The answer to the question is, no. Much of upstate is truly part of Appalachia. In fact, many readers of The News live in Appalachia. The Appalachian Regional Commission defines Appalachia as a 410-county area stretching from Mississippi to New York and including the New York State counties of Chautauqua, Cattaraugus, Allegany, Steuben, Schuyler, Chemung, Tompkins, Tioga, Cortland, Broome, Chenango, Delaware, Otsego and Schoharie. So, if you drive across New York on Interstate 86, it should look like Appalachia because it is. If you take the Thruway, as Spitzer implied, you will not be driving through Appalachia, but the scenery will be much less appealing.
Michael P. Santa Maria
News' poor arithmetic is akin to government
It's interesting that The News reported "more than 200 people" attended the anti-war rally in Buffalo when the March 19 picture clearly shows almost 350. Given that there were more people on either side of the crowd who were not included in the picture, the true number was probably close to 500.

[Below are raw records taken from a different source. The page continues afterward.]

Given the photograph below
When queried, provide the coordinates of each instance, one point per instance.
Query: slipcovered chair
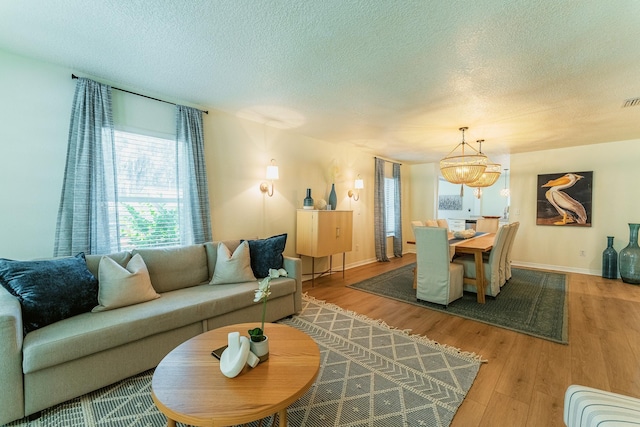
(491, 266)
(438, 279)
(487, 225)
(503, 258)
(443, 223)
(509, 247)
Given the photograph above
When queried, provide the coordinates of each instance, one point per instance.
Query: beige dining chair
(491, 266)
(503, 257)
(438, 280)
(487, 225)
(507, 265)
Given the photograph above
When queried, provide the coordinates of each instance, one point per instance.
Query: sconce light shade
(272, 175)
(272, 172)
(505, 192)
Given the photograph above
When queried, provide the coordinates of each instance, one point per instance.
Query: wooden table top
(483, 243)
(188, 386)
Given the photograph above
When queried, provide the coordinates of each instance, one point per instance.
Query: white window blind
(389, 206)
(147, 191)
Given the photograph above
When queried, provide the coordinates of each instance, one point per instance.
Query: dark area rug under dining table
(532, 302)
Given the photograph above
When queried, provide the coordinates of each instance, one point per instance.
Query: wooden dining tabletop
(476, 246)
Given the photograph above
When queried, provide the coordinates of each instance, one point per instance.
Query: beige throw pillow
(119, 286)
(234, 268)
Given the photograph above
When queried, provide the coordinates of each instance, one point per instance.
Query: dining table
(476, 246)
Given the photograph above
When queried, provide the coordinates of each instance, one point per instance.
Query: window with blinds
(389, 206)
(147, 191)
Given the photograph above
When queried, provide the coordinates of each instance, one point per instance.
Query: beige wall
(33, 142)
(616, 174)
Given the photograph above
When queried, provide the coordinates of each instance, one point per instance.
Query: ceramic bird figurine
(570, 209)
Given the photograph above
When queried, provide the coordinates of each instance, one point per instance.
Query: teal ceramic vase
(630, 258)
(333, 199)
(308, 201)
(610, 261)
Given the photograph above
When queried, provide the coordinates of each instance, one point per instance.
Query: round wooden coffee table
(188, 386)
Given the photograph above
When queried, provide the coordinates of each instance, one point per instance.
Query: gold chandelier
(463, 168)
(489, 176)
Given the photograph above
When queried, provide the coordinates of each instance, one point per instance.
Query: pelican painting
(565, 209)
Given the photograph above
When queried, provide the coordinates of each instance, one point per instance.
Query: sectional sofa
(45, 364)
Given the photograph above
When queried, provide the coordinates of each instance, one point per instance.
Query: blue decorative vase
(308, 201)
(333, 199)
(630, 258)
(610, 261)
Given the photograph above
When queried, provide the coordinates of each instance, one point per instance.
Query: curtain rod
(73, 76)
(387, 160)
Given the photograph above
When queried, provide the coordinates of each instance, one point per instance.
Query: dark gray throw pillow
(50, 290)
(266, 254)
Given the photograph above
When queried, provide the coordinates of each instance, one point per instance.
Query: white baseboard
(562, 268)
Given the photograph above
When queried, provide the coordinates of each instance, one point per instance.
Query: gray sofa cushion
(90, 333)
(176, 267)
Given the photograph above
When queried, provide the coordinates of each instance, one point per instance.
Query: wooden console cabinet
(324, 233)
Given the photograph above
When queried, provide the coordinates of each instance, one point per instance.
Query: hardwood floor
(524, 381)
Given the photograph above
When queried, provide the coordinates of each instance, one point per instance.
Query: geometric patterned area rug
(374, 375)
(532, 302)
(370, 375)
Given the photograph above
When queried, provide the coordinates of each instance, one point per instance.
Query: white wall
(35, 111)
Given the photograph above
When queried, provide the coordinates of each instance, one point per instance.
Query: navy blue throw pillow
(266, 254)
(50, 290)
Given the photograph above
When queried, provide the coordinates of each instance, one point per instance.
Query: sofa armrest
(11, 392)
(294, 270)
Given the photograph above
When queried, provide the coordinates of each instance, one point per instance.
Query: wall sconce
(358, 185)
(272, 175)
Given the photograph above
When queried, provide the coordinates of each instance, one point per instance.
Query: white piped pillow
(234, 268)
(119, 286)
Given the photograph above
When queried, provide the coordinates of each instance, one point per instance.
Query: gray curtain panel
(87, 204)
(195, 218)
(379, 228)
(397, 237)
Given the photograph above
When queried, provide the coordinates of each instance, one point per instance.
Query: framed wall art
(564, 199)
(450, 203)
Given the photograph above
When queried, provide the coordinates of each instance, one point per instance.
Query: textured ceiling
(396, 77)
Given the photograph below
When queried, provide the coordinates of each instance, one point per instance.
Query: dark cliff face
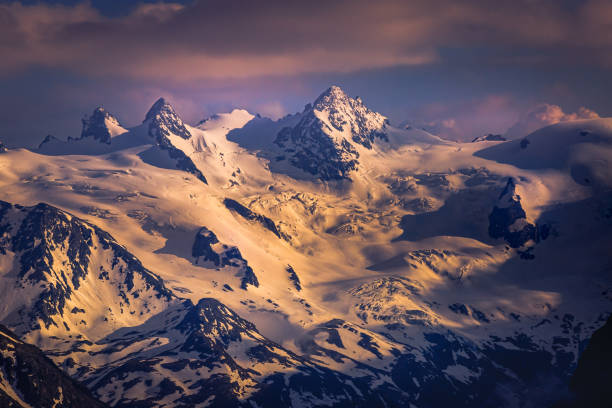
(250, 215)
(96, 126)
(508, 219)
(163, 121)
(207, 248)
(41, 235)
(35, 380)
(591, 380)
(326, 148)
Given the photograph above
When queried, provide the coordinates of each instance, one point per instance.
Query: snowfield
(326, 259)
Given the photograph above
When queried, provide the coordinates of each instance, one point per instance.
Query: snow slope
(426, 272)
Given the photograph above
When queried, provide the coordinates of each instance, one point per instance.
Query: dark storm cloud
(238, 39)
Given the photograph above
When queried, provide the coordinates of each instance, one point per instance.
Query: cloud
(218, 39)
(543, 115)
(464, 120)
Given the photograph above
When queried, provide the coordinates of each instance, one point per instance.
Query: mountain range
(323, 259)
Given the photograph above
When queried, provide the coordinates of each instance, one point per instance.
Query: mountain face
(508, 219)
(324, 142)
(163, 121)
(163, 125)
(29, 378)
(589, 383)
(100, 126)
(489, 138)
(208, 249)
(426, 281)
(68, 275)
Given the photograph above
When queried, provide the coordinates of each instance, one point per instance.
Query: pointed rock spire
(163, 121)
(99, 125)
(324, 142)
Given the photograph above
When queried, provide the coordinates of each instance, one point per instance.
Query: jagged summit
(508, 219)
(163, 120)
(325, 141)
(101, 126)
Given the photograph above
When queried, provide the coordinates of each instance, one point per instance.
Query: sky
(458, 68)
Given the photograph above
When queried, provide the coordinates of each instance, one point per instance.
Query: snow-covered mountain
(28, 378)
(324, 259)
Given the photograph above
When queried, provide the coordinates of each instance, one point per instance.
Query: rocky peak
(99, 125)
(508, 219)
(325, 141)
(346, 114)
(163, 121)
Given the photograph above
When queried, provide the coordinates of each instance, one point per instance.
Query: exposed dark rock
(591, 382)
(96, 126)
(36, 233)
(30, 375)
(207, 248)
(489, 138)
(163, 121)
(310, 146)
(508, 220)
(294, 278)
(247, 214)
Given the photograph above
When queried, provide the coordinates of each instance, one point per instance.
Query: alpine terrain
(325, 259)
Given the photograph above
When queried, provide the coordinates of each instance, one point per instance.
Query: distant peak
(160, 106)
(163, 120)
(331, 96)
(98, 125)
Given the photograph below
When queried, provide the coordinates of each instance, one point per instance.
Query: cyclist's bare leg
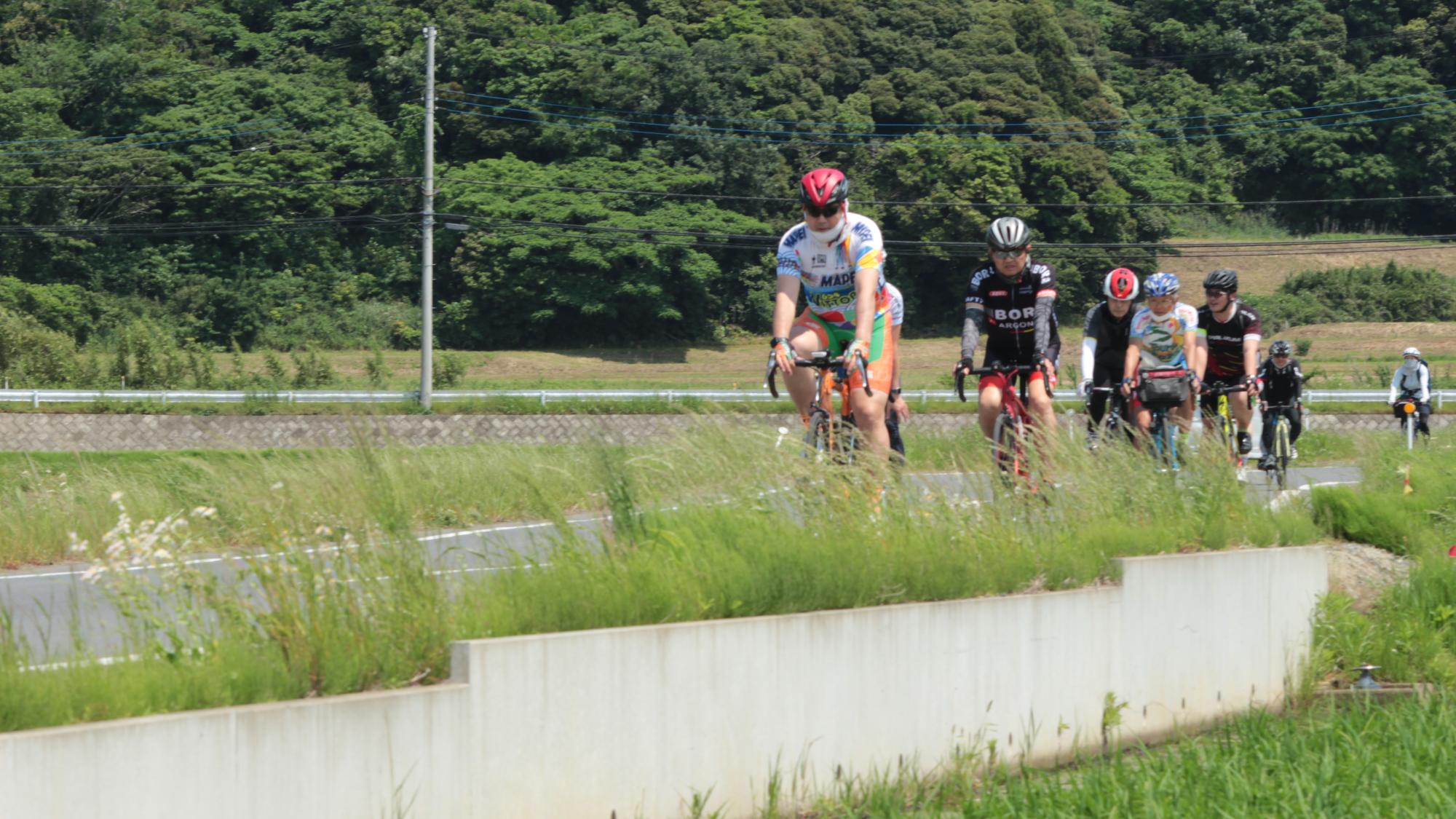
(802, 382)
(989, 400)
(870, 417)
(1042, 410)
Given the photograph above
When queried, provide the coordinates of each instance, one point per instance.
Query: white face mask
(832, 235)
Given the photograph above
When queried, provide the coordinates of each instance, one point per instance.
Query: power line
(953, 126)
(1017, 60)
(177, 186)
(902, 203)
(1026, 139)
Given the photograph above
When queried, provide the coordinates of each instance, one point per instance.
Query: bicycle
(1228, 427)
(1410, 419)
(1010, 433)
(1283, 451)
(1161, 429)
(1115, 420)
(836, 439)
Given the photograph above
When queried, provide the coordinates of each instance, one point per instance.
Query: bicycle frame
(832, 375)
(1010, 435)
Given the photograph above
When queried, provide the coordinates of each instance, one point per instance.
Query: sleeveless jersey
(1164, 340)
(828, 272)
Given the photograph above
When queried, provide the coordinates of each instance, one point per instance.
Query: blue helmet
(1161, 285)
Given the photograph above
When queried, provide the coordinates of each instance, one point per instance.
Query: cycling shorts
(838, 339)
(1004, 384)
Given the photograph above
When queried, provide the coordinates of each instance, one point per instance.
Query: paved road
(50, 606)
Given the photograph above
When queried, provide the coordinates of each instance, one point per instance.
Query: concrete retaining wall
(636, 719)
(90, 433)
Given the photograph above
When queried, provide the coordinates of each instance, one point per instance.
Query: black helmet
(1222, 279)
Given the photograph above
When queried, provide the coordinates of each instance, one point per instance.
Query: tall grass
(1372, 761)
(711, 525)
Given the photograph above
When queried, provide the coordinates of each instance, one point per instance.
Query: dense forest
(226, 174)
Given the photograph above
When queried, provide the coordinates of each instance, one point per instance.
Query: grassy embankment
(375, 617)
(1366, 761)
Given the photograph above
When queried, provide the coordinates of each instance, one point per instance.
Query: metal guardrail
(165, 397)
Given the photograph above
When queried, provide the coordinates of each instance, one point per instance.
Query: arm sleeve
(1043, 336)
(972, 330)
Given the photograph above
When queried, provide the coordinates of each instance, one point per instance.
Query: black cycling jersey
(1011, 309)
(1110, 334)
(1282, 387)
(1227, 340)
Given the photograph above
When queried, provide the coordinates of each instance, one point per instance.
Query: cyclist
(1283, 385)
(1163, 337)
(1230, 346)
(838, 258)
(1104, 343)
(898, 410)
(1010, 299)
(1413, 379)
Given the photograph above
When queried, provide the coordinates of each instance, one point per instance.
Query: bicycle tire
(818, 438)
(1282, 452)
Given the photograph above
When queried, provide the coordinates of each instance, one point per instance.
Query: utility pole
(427, 247)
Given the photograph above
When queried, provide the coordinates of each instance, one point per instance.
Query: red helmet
(1120, 285)
(823, 187)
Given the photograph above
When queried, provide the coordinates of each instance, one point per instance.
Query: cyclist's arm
(972, 330)
(867, 289)
(786, 304)
(1251, 356)
(1135, 352)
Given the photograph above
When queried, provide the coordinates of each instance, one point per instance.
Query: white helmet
(1008, 234)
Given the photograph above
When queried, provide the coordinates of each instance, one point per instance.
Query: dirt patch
(1263, 272)
(1365, 571)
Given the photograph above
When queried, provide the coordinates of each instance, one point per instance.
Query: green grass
(375, 618)
(1368, 761)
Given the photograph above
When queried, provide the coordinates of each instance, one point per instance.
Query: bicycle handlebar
(819, 363)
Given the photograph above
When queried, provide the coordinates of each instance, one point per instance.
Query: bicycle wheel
(818, 438)
(1282, 452)
(847, 442)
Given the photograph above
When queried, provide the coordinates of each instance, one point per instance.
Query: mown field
(1340, 355)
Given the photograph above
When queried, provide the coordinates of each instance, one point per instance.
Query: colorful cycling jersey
(1164, 339)
(1227, 339)
(1011, 306)
(898, 305)
(828, 272)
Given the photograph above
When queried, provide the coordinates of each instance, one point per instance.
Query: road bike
(1161, 392)
(1010, 435)
(1283, 451)
(1116, 419)
(1227, 426)
(826, 436)
(1410, 417)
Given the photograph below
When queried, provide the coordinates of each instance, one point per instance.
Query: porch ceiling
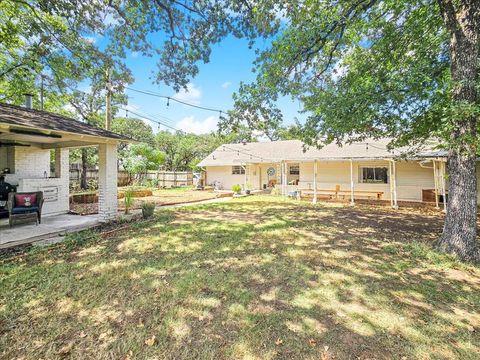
(14, 135)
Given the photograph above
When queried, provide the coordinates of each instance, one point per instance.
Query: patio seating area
(54, 225)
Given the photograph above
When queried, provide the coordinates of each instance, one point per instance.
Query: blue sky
(230, 63)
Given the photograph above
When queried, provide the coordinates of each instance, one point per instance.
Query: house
(34, 144)
(364, 169)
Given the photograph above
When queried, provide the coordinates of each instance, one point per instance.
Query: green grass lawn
(251, 278)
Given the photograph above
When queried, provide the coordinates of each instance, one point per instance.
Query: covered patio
(51, 226)
(366, 170)
(34, 156)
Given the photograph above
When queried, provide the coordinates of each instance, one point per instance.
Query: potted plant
(236, 189)
(128, 199)
(248, 189)
(147, 209)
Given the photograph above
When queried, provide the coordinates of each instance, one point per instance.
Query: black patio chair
(30, 209)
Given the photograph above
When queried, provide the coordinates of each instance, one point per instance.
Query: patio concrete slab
(50, 226)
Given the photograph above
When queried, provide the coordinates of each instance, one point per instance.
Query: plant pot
(146, 213)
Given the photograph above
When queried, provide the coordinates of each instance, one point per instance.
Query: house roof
(44, 120)
(294, 150)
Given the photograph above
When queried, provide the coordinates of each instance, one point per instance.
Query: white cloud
(190, 125)
(191, 95)
(90, 39)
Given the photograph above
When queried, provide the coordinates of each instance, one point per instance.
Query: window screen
(294, 169)
(238, 170)
(374, 175)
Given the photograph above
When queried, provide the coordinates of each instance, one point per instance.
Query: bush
(236, 188)
(147, 209)
(128, 199)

Still, "true" numbers are hard to come by with this war. The U.S. government refuses to count or estimate the number of innocent Iraqis killed in this war. A British study estimated that over 100,000 were killed at the start of the war. It would not surprise me if we have killed 100,000 more in the last three years.
On March 19, 2003, The News underreported the number of war protesters at a rally by a factor of 10. The "official" story said that there were 200 protesters, when I counted over 2,000. I suppose I should be happy that this time The News reported half the true number instead of one-tenth, but then I remember that the lies and distortions printed in The News are part of what caused this horrific war, and I am angry.